Una de las patologías --históricas-- más recurrentes de la política española, salvo escasos paréntesis puntuales, es la obsesión de mirar hacia atrás. Al pretérito. En ocasiones se debe al eterno --e interesado-- problema identitario, ese ritornello en forma de interrogación: ¿quiénes diablos somos? En otros casos es un pretexto útil para olvidarse de nuestro presente, imperfecto y desigual, amparándose en hechos sobre los que ahora vivimos no tuvimos jurisdicción alguna. El Gobierno en funciones de Sánchez I se dispone a desenterrar y trasladar al Pardo los restos de Franco, el último dictador de las Españas --porque sobre todas ellas ejerció su dominio sangriento, en connivencia directa con las élites territoriales del momento-- del Valle de los Caídos, ese monumento totalitario, tan inútil como pretencioso.
La medida va a ejecutarse con todos los parabienes legales --el Supremo en esto no ha sido tan veleta como con el fallo interruptus de los gastos hipotecarios; aquí la banca no está por medio-- y en aplicación de la legislación de Memoria Histórica. Nada, pues, que objetar a este respecto: la ley, si se ha aprobado democráticamente, debe prevalecer sobre cualquier otra consideración. Distinta es, sin embargo, la utilización política que el PSOE, que ha gobernado este país más de dos décadas intermitentes, ha hecho desde el primer día de esta cuestión, que lejos de reparar solo una afrenta –enterrar al golpista en un lugar preeminente, relegando a sus víctimas a las cunetas–, viene a demostrar que para los socialistas es electoralmente necesario, casi urgente, refugiarse en el populismo en lugar de mirar al presente.
De que Franco debe ser sacado de su mausoleo no cabe ninguna duda, ni legal ni moral, pero esto no significa que se deba digerir sin crítica la extraordinaria demagogia con la que el PSOE plantea (ahora, nunca antes) esta operación. ¿Por qué los socialistas aplican al caso de Franco la ley de Memoria Histórica y a Queipo de Llano, enterrado en la Macarena de Sevilla, no? Quien decidió enterrar al dictador donde yace fue el monarca emérito, su sucesor, previo acuerdo del último gobierno de la dictadura. La orden, redactada en la Zarzuela, no deja lugar a dudas: se firmó a las 16.00 horas del 22 de noviembre de 1975. En la rúbrica figura su autor: “Yo, el Rey”.
El dictador dejó de existir en 1975, pero la restauración monárquica, que los socialistas aceptaron, se produjo por su estricta voluntad mediante una reforma política limitada y sin que se produjera una verdadera ruptura con su herencia. Si de verdad se quisiera honrar a las víctimas de la dictadura sería más lógico, más de 40 años después, reformar también la Constitución, cocinada en los despachos del tardofranquismo, para someter de una vez por todas a juicio popular lo que en aquel momento no se quiso consultar con las urnas --el propio Suárez lo confesó en una entrevista, creyendo que no era grabado-- con el argumento de que el remedio era peor que la enfermedad.

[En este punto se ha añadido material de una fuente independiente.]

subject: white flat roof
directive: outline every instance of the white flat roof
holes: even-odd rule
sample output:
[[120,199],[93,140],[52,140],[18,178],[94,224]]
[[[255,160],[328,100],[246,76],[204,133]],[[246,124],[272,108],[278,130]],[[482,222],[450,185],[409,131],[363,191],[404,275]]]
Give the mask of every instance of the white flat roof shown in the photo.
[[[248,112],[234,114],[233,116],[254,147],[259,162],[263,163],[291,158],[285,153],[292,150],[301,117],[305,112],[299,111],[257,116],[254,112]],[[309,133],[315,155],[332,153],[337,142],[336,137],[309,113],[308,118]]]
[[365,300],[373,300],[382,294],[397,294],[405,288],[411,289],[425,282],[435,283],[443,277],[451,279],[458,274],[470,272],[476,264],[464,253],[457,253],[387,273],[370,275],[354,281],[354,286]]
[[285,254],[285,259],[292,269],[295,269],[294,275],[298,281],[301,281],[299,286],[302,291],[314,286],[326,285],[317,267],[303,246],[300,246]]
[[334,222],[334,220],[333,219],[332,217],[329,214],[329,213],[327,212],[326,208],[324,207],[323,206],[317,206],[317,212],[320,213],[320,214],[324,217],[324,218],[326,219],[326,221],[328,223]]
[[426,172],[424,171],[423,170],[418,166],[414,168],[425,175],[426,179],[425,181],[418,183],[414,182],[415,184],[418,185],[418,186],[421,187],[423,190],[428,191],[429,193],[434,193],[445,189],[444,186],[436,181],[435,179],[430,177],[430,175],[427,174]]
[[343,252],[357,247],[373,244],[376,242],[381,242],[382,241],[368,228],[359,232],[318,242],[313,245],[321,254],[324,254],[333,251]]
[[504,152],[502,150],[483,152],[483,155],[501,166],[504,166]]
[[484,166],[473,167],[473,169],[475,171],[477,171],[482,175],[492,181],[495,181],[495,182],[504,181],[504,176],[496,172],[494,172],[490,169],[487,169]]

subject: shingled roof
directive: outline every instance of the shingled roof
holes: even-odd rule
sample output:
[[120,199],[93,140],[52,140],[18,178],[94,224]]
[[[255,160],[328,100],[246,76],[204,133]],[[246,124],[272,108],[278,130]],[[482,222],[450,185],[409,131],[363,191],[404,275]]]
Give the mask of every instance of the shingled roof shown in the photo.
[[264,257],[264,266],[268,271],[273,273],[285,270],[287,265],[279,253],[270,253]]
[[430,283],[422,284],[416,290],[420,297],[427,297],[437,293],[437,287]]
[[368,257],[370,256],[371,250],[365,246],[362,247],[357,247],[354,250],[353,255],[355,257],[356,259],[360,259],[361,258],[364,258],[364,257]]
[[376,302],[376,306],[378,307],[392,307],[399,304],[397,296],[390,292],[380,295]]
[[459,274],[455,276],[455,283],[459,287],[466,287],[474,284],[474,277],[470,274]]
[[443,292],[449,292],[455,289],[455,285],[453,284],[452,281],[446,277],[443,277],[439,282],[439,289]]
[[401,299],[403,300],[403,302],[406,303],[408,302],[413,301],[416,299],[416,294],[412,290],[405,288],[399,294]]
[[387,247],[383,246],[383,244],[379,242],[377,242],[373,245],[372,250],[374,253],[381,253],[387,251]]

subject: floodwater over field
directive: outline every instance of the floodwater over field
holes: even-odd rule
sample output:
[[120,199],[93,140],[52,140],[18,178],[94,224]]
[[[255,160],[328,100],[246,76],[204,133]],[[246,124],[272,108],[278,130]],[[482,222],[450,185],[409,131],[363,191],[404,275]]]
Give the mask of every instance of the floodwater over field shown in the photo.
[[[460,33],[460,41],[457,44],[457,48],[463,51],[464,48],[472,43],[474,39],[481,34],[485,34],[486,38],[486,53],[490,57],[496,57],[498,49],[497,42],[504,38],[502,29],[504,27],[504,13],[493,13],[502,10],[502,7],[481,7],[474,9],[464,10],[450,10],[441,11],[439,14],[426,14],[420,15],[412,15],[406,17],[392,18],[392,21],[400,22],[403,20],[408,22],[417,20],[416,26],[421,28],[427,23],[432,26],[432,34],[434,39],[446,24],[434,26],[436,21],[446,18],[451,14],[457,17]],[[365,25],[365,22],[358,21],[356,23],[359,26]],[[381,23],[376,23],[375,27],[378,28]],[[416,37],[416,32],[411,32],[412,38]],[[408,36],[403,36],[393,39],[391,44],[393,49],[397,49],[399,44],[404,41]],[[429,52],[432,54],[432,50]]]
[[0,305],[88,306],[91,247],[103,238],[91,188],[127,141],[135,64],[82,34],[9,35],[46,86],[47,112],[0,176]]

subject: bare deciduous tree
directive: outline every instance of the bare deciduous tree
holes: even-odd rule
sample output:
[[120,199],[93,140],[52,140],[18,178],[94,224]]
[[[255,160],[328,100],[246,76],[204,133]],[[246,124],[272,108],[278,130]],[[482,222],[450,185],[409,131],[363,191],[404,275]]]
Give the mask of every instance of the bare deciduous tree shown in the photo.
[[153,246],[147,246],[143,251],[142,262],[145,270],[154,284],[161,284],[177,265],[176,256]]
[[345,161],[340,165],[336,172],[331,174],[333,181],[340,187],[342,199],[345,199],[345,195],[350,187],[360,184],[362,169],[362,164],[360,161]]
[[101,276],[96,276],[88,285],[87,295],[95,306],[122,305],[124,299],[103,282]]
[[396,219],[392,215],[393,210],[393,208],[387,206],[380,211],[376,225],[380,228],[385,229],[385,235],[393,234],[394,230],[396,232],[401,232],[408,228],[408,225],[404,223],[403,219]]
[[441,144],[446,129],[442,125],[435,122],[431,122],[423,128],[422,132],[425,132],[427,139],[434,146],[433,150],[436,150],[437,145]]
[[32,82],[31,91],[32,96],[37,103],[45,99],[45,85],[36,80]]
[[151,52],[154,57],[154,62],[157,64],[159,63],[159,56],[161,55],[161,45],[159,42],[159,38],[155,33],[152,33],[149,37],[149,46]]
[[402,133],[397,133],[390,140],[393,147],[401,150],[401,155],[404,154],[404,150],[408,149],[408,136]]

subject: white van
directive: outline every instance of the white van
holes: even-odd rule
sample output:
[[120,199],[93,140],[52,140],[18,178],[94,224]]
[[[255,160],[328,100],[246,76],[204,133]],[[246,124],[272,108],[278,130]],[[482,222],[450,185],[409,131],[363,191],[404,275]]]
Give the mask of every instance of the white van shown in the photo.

Los verdaderos represaliados por la dictadura lucharon por una democracia plena. Sus hijos, y aquellos que les sobrevivieron, recibieron esta partitocracia personalista y corrupta donde cualquier jefecillo de partido actúa como un perfecto generalísimo y los diputados son meros empleados de partido, no representantes de los ciudadanos. Tenemos un sistema político que podemos calificar de tardodemocracia, practicante de un paternalismo que no es muy diferente al que profesaban los antiguos procuradores a Cortes, vestidos con sus inquietantes chaquetas blancas.

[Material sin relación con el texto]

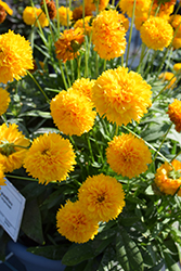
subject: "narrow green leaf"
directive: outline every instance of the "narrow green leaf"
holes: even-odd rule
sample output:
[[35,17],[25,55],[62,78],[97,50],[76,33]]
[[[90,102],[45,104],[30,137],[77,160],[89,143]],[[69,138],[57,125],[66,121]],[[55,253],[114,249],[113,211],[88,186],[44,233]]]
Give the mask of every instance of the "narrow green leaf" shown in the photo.
[[143,258],[139,247],[131,240],[126,230],[120,227],[116,238],[117,260],[125,271],[142,271]]

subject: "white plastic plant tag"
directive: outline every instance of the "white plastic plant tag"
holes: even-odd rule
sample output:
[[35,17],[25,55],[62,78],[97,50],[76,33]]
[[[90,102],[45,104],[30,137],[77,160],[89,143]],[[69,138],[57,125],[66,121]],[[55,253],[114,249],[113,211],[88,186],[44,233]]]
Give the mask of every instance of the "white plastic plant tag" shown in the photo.
[[26,199],[7,178],[5,184],[0,190],[0,225],[16,242]]

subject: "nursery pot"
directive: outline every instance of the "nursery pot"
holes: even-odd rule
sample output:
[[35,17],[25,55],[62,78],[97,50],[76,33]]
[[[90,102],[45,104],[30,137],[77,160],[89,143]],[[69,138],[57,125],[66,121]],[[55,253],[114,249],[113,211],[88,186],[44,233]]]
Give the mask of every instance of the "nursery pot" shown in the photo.
[[10,241],[8,249],[25,266],[26,271],[64,271],[65,266],[61,260],[51,260],[26,251],[27,247]]

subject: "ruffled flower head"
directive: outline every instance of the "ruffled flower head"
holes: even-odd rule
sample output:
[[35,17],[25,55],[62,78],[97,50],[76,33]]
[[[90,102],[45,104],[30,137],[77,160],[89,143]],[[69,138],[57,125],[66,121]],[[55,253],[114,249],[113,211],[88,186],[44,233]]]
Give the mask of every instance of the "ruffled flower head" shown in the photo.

Que saquen a Franco de Cuelgamuros nos parece excelente, pero el PSOE, que paradójicamente va a terminar cumpliendo la última voluntad del dictador pensando que hace justamente lo contrario, no lo ha decidido por convicción democrática sino por interés propagandístico. Igual que Franco hizo al trasladar los restos de Primo de Rivera al Valle de los Caídos desde Alicante, donde fue fusilado, tras su primer sepelio en El Escorial. Convendría, una vez culminada la gesta, continuar el trabajo y diluir la herencia sociológica del franquismo entre nuestra clase política. No tanto por darle la razón --porque no la tienen-- a los nacionalistas, que aspiran a fundar en las autonomías sus propias dictaduras pías, hijas de razas imposibles porque todos somos igual de vulgares, sino porque España, sea lo que sea, necesita que sus dirigentes públicos dejen de jugar a las batallas de sus abuelos para enfrentarse a la guerra que afecta a sus hijos, que es este presente (sin esperanza) en el que vivimos casi todos. Menos ellos.